The final masterpiece Rick Rubin witnessed Johnny Cash write
No artist ever thinks about what happens when writing their final song. Songwriting is an ever-evolving process, and if someone knows their time is limited, they’re going to want to give it their best shot. But for a life that was steeped in music legend, Johnny Cash was hauntingly prophetic when composing his final tunes.
But during the last few years of his life, Cash was going through one of the greatest reinventions of any artist of his generation. Working with Rick Rubin was always going to be a strange choice for someone like Cash, but they were joined at the hip throughout his American series of albums, with he and Rubin floating ideas back and forth in terms of what would work the best for him. He could still write great tunes, but when picking covers, it was always about what suited the character of ‘The Man in Black’.
Most people needed a reminder of why Cash was considered one of the greatest minds in country music, and when listening to a song like ‘Delia’s Gone’ opened up his first album of this era, people knew that they were hearing a different version of him. This was Cash being depicted as some gothic spirit, and listening to him sing about murder and running away after murdering his wife, it felt like he had spent all that time away locked inside Folsom Prison alongside his audience.
While the last few albums had Cash making brilliant covers of Nine Inch Nails’ ‘Hurt’, he never stopped being a composer, either.
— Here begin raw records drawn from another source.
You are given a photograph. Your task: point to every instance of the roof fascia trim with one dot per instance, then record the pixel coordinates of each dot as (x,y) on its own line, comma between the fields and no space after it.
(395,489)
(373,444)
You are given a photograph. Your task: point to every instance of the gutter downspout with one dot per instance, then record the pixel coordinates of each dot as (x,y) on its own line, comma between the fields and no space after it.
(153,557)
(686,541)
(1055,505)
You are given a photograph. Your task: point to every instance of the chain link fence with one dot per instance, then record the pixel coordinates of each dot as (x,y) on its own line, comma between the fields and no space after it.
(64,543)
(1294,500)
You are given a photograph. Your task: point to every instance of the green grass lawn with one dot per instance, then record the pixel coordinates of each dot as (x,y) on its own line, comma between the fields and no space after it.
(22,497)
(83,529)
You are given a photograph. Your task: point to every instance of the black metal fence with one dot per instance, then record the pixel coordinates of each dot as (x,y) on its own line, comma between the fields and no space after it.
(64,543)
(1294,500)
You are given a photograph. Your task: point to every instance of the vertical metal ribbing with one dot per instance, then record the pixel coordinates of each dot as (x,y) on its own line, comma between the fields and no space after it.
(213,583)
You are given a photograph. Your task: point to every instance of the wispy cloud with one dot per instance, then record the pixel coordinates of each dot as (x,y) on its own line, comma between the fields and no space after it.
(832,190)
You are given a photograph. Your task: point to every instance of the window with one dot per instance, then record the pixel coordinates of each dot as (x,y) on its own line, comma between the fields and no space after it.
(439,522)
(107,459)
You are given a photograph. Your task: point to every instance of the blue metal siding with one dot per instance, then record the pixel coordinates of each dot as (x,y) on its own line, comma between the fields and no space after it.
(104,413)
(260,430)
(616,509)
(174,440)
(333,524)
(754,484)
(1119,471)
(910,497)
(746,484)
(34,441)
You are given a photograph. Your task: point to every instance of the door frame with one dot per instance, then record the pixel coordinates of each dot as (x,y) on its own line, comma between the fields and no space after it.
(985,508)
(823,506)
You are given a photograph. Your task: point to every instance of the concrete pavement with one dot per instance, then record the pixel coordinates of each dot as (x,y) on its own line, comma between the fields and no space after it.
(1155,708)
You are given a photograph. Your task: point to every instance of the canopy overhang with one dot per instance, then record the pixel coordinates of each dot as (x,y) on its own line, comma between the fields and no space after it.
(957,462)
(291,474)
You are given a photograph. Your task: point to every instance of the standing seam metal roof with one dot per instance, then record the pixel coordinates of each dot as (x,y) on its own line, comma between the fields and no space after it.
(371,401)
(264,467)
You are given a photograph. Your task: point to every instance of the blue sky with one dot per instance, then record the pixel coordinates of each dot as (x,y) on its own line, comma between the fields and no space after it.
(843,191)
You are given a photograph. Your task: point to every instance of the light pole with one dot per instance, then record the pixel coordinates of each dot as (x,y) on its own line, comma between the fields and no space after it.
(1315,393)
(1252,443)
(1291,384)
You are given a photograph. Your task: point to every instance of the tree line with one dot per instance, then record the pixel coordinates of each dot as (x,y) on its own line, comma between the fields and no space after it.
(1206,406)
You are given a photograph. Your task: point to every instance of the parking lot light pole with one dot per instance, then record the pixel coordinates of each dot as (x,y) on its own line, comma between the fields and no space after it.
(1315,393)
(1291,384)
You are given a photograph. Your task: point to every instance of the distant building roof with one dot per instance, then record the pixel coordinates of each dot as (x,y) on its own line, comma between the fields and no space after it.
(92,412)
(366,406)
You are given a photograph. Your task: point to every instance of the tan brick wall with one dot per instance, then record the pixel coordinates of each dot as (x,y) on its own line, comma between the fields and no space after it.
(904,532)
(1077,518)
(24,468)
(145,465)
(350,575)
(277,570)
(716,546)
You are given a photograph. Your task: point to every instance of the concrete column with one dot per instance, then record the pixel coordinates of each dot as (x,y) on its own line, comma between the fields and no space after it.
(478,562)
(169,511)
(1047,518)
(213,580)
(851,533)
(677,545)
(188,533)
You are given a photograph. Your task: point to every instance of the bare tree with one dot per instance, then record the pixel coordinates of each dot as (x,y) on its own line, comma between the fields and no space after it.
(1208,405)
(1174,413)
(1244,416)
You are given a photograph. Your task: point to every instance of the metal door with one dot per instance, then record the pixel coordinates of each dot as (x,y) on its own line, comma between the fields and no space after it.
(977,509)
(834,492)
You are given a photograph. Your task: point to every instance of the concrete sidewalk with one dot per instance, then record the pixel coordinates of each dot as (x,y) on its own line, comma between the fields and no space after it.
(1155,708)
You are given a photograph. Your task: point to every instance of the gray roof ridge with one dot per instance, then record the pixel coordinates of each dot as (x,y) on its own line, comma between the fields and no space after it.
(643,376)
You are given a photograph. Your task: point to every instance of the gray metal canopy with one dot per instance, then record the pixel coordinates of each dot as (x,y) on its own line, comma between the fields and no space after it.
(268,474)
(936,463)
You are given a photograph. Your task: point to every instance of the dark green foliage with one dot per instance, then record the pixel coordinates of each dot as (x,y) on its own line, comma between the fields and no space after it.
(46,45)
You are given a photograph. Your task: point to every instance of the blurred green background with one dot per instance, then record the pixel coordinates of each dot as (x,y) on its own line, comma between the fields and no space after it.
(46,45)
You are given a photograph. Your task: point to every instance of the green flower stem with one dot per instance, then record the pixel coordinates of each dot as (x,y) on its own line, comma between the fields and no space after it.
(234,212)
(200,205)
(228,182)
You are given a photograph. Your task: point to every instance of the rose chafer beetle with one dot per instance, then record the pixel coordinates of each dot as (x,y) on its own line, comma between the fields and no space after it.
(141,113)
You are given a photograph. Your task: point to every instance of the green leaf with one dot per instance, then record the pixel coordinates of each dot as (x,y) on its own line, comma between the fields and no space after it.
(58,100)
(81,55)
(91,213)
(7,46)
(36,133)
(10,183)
Sure, there would be times where he could dig up some of his old country favourites like ‘Give My Love to Rose’, but when he started working on his final tunes, Rubin remembered that he was still trying to keep his faith close to his chest at all times.
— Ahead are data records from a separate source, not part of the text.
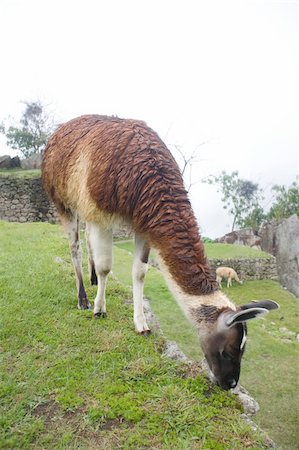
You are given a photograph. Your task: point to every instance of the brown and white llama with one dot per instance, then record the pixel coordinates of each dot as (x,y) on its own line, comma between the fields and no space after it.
(106,170)
(228,273)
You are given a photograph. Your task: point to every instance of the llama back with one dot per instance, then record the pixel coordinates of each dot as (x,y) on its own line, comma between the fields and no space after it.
(110,169)
(116,166)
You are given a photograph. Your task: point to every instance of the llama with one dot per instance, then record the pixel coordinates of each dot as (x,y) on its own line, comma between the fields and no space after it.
(228,273)
(107,170)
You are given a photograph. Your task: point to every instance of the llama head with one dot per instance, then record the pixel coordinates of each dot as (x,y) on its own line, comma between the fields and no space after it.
(223,339)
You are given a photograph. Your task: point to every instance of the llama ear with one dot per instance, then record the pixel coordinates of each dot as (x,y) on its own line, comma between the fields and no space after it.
(249,311)
(243,315)
(267,304)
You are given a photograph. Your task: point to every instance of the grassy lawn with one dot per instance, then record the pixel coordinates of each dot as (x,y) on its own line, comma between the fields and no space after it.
(226,251)
(270,364)
(20,173)
(68,381)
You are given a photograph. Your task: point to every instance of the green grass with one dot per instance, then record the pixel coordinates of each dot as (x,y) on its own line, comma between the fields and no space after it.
(270,364)
(69,381)
(20,173)
(226,251)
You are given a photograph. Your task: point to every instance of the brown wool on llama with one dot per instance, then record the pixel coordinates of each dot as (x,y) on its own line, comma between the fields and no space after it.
(106,170)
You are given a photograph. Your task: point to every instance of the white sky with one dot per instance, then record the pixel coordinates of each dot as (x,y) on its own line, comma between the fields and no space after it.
(220,72)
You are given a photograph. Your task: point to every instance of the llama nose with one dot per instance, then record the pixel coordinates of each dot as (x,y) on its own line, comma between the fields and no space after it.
(232,383)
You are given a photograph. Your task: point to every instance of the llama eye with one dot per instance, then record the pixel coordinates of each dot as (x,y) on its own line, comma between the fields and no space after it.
(226,355)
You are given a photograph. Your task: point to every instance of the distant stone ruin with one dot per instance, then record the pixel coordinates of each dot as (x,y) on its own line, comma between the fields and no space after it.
(281,239)
(24,200)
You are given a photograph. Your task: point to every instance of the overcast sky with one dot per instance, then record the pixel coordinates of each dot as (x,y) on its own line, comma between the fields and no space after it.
(220,73)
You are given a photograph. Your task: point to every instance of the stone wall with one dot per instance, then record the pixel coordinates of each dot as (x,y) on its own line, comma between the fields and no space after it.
(24,200)
(281,239)
(249,269)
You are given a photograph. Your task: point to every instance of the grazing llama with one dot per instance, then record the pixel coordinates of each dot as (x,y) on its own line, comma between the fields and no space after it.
(107,170)
(227,273)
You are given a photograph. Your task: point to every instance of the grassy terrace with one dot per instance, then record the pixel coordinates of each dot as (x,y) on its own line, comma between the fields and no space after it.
(69,381)
(19,173)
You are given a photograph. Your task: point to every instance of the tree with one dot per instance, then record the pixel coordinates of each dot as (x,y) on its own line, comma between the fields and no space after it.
(286,201)
(240,197)
(187,163)
(33,131)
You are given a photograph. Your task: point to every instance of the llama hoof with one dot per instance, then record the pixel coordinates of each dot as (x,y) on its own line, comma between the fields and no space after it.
(99,315)
(84,305)
(94,280)
(145,333)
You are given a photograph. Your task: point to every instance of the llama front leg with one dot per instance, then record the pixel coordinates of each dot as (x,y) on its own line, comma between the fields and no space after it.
(138,273)
(72,230)
(100,241)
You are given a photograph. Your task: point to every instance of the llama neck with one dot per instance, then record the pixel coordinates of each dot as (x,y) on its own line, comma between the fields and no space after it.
(191,304)
(183,257)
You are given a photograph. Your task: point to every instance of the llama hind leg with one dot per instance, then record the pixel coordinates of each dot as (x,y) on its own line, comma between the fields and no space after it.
(91,265)
(100,241)
(72,230)
(138,273)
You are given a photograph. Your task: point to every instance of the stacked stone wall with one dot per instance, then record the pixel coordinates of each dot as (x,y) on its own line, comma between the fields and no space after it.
(24,200)
(249,269)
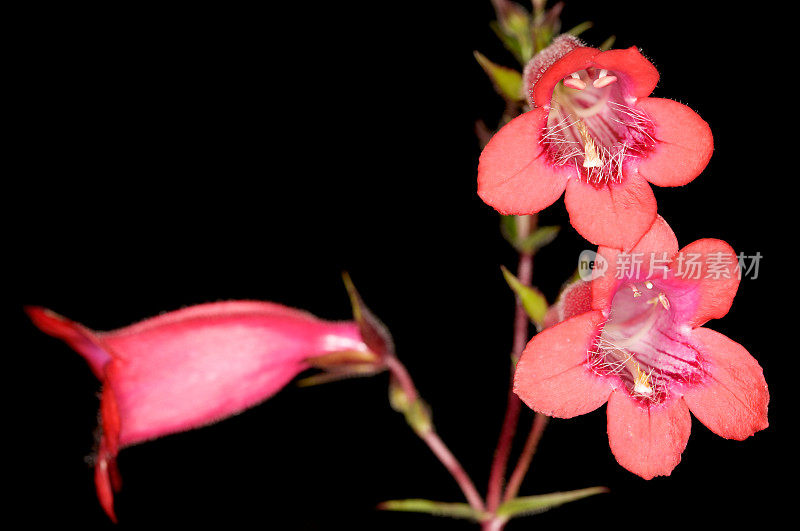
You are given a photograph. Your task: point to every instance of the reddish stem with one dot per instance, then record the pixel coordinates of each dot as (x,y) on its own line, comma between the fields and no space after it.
(504,443)
(524,463)
(434,442)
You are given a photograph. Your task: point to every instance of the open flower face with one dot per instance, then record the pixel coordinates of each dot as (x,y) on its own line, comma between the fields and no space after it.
(637,342)
(195,366)
(594,132)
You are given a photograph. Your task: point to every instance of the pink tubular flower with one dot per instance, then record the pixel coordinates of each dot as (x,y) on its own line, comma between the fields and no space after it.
(196,366)
(637,342)
(593,131)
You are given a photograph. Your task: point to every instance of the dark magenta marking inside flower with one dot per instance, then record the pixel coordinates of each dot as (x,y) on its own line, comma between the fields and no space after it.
(594,126)
(645,341)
There had always been a religious undercurrent to all of Cash’s music, but when looking at the massive collection that was accumulated of his work, Rubin remembered that ‘First Corinthians’ was most indicative of where Cash’s mind was when putting together those albums, and judging by what happened within months of Cash’s performance, Rubin saw the tune as a perfect swan song.
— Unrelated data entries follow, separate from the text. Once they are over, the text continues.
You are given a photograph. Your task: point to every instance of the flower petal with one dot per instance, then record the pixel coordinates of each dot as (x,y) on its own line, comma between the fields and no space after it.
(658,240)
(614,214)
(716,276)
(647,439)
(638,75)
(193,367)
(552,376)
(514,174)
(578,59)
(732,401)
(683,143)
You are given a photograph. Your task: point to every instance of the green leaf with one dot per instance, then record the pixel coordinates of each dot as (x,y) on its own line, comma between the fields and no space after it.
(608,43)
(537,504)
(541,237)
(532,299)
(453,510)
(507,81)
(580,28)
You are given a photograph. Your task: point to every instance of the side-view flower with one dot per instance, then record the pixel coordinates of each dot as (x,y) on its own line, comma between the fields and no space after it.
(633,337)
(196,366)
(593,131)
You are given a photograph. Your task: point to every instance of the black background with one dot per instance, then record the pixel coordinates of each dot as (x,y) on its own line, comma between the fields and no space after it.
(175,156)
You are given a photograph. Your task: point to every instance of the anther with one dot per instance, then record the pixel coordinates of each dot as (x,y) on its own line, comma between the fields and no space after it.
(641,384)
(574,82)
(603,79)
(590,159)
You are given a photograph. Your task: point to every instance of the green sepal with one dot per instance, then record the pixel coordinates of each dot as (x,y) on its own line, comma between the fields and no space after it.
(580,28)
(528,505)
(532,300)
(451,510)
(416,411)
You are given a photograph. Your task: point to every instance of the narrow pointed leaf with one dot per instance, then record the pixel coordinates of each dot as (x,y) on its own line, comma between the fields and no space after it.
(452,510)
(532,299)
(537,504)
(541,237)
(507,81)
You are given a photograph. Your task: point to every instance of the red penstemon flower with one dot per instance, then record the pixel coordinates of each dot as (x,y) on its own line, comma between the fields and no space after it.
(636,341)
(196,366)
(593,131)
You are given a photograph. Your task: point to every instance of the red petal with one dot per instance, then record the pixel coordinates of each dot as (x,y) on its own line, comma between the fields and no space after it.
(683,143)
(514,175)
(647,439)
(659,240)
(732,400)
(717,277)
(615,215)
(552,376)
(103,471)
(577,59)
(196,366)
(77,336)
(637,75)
While there were technically songs that people heard that Cash recorded later, Rubin felt that this tune was his final masterstroke, saying, “I guess ‘First Corinthians’ (I Corinthians 15:55) is a good one to talk about because John had worked on writing those words over a long period of time and went through many different versions. This one was a longer process. I think that one just happened, and he talked about writing it and rewriting it for three years, which was unusual for him. I think he wrote pretty quickly. I think he usually had an idea and then wrote the song. I think it was unusual to really labor over one.”
And when looking at the lyrics, it’s not like Cash didn’t realise where he was headed. He had been in ill health for a good portion of his final years, but even if he didn’t have the best immune system, hearing him sing passages from the Bible is truly haunting, especially since the Corinthians passage has to do with the resurrection of Jesus and how death is meant to be a new beginning rather than someone’s final moments.
Then again, Cash could have turned anything into a faith-filled song at that point. ‘Hurt’ was written by someone who was going through the throes of addiction and was desperately trying to fix himself, but when it was in Cash’s hands, it was practically a message to God from a man in his dying hours, bargaining with his higher power about whether he has done enough good in this world to be let into heaven.